Tax revenue isn't the only problem. Obviously spending is an issue too. All this overspending by the government as well as the general populace ends up as wealth for someone, and it isn't the poor or the middle classes.
You chose to focus on tax cuts first and spending cuts second. Democrats steadfastly refuse to consider cuts even after they have raised expenses over 20% in the last three years. We can cut off a lot of fat before coming close to the meat.
Let's have immediate, ironclad, good faith cuts first and then generate more revenue; this is commonly referred to as putting the horse before the cart.
Also is any one pissed that the budget reduction super committee wants to offer vague terms that essential takes the burden of the decision off of them and delays anything for another year?
In reply to Bobzilla:
Yeah, taxes are really low, lower than they've been in our lifetimes. Spending is really high, higher than it has ever been. Take your pick on what to jump on first. I think everything should be on the table.
Of course, this in a perfect world. In the real world, if we raise taxes, Congress will likely find a way to spend the new revenues and then some more.
^ Exactly. Cuts first, then taxes. Problem with taxes, they will not go away.
oldsaw wrote:
You chose to focus on tax cuts first and spending cuts second. Democrats steadfastly refuse to consider cuts even after they have raised expenses over 20% in the last three years. We can cut off a lot of fat before coming close to the meat.
Let's have immediate, ironclad, good faith cuts first and then generate more revenue; this is commonly referred to as putting the horse before the cart.
To me, it seems like the national budget is like a hamburger in a mountain of lard. But, as I'm not a keen political observer, take that as exaggeration.
Otto Maddox wrote:
In reply to Bobzilla:
Yeah, taxes are really low, lower than they've been in our lifetimes. Spending is really high, higher than it has ever been. Take your pick on what to jump on first. I think everything should be on the table.
Of course, this in a perfect world. In the real world, if we raise taxes, Congress will likely find a way to spend the new revenues and then some more.
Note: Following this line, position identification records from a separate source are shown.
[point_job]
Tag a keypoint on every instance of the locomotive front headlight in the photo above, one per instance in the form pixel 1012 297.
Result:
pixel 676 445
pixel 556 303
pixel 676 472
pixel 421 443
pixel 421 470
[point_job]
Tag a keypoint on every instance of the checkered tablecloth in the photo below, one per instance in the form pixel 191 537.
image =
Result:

Be careful about raising taxes. As I mentioned earlier if you look at our corporate tax rates, they are much higher then many of the countries we are competing against. It is no wonder business is leaving our shores.
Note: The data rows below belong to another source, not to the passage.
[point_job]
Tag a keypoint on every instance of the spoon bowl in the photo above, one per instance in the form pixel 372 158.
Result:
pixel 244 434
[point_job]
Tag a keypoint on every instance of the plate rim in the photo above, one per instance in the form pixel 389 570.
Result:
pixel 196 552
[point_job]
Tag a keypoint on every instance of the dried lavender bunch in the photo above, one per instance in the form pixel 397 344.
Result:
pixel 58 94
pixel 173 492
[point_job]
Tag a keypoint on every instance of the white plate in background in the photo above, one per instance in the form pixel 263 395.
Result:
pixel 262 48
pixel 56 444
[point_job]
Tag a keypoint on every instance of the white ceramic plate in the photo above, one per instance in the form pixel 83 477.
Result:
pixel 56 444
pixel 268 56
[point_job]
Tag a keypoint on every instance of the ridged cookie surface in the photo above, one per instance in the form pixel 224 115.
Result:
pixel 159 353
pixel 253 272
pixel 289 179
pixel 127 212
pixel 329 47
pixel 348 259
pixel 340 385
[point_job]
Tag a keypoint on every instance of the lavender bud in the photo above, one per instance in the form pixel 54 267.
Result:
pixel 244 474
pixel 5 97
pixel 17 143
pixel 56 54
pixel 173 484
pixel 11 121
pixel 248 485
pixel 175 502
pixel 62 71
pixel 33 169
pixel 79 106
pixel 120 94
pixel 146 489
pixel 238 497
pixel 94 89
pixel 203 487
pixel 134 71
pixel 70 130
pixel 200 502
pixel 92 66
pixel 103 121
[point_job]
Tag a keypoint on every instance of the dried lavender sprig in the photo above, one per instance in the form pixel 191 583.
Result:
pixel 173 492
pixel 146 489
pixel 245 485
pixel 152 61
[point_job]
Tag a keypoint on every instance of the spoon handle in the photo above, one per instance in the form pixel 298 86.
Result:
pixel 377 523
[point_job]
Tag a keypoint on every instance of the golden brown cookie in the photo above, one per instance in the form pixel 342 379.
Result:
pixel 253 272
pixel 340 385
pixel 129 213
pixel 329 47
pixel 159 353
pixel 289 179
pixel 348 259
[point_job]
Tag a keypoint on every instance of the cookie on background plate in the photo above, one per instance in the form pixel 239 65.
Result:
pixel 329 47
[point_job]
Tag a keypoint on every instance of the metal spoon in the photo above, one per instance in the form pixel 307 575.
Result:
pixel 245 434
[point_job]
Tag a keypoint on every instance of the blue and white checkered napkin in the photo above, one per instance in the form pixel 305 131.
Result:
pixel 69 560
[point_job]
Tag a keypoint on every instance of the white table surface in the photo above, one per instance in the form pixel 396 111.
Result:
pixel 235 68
People only want to compare past tax rates within the US only, and only on a specific part of capital. Otherwise, its not very friendly to their arguement that their taxes are too low.
Take a good look at that graph:
Corporate Income Tax Rate:
US - %35
Mexico - %30
Canada - %17
Its not an accident that more cars are being built in our neighbors in the last 20 years, and less cars built in the borders.